Link between cancer, pill ‘inconslusive’
By
DEBORAH MCPHERSON
Overseas studies linking breast cancer to oral contraceptives are inconclusive, says an Australian radiologist, Dr Mary Rickard.
Dr Rickard helped set up a State-funded breast cancer X-ray screening programme in New South Wales. She was in Christchurch recently for a mammography screening seminar. She said British and American studies linking the pill to breast cancer sampled only small numbers of women and were inconclusive.
While breast cancer was common, with one in every 10 Australian and New Zealand women likely to develop cancer after the age of 40, no-one knew what caused it, she said.
A British study of 47,000 women found that women between the ages of 30 and 34 who had used the pill were three times more likely to develop breast cancers than nonusers in the same group. An American study
comparing 407 breast cancer patients with 427 women hospitalised for other conditions found that pill use doubled the risk of the disease by the age of 45, but pill use of 10 years or longer quadrupled the risk.
Dr Rickard said she would expect national cancer registers to bear out the studies, but the incidence of breast cancer had not changed.
"It would be easier to link a rare disease with something that was commonly used like the pill, but since breast cancer and pill usage are both so common, it is difficult,” she said.
The pill’s content had also changed dramatically since it was first introduced 30 years ago. Now lower doses and different combinations of the hormones estrogen and progesterone were available.

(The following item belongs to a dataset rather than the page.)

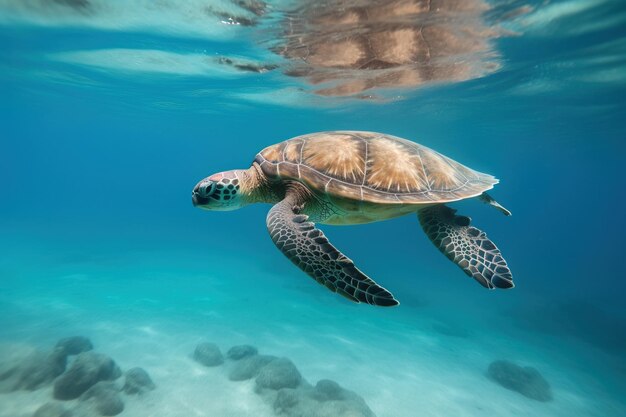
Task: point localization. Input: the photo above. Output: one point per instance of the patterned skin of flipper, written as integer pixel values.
(308, 248)
(466, 246)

Factors other than oral contraceptives have been linked to breast cancer including age, delayed childbirth, remaining childless, immediate family history, high fat
diet, early menstruation and late menopause, and were “negligible risk factors,” said Dr Rickard. “They do not occur in every case.”
Dr Rickard said a mobile screening programme had been popular with women since it started 18 months ago.
So far about 7500 women had come forward to be screened. A van with ’ a mammography machine stopped regularly at shopping malls and main thoroughfares asking women if they wanted the test.
Dr Rickard said it was important national screening programmes were not underfunded if they were to be successful.
Radiologists and radiographers had to be properly trained for what was an exacting procedure.
“Women do not want to be falsely assured everything is all right, but they do not want to be called back unnecessarily,” she said.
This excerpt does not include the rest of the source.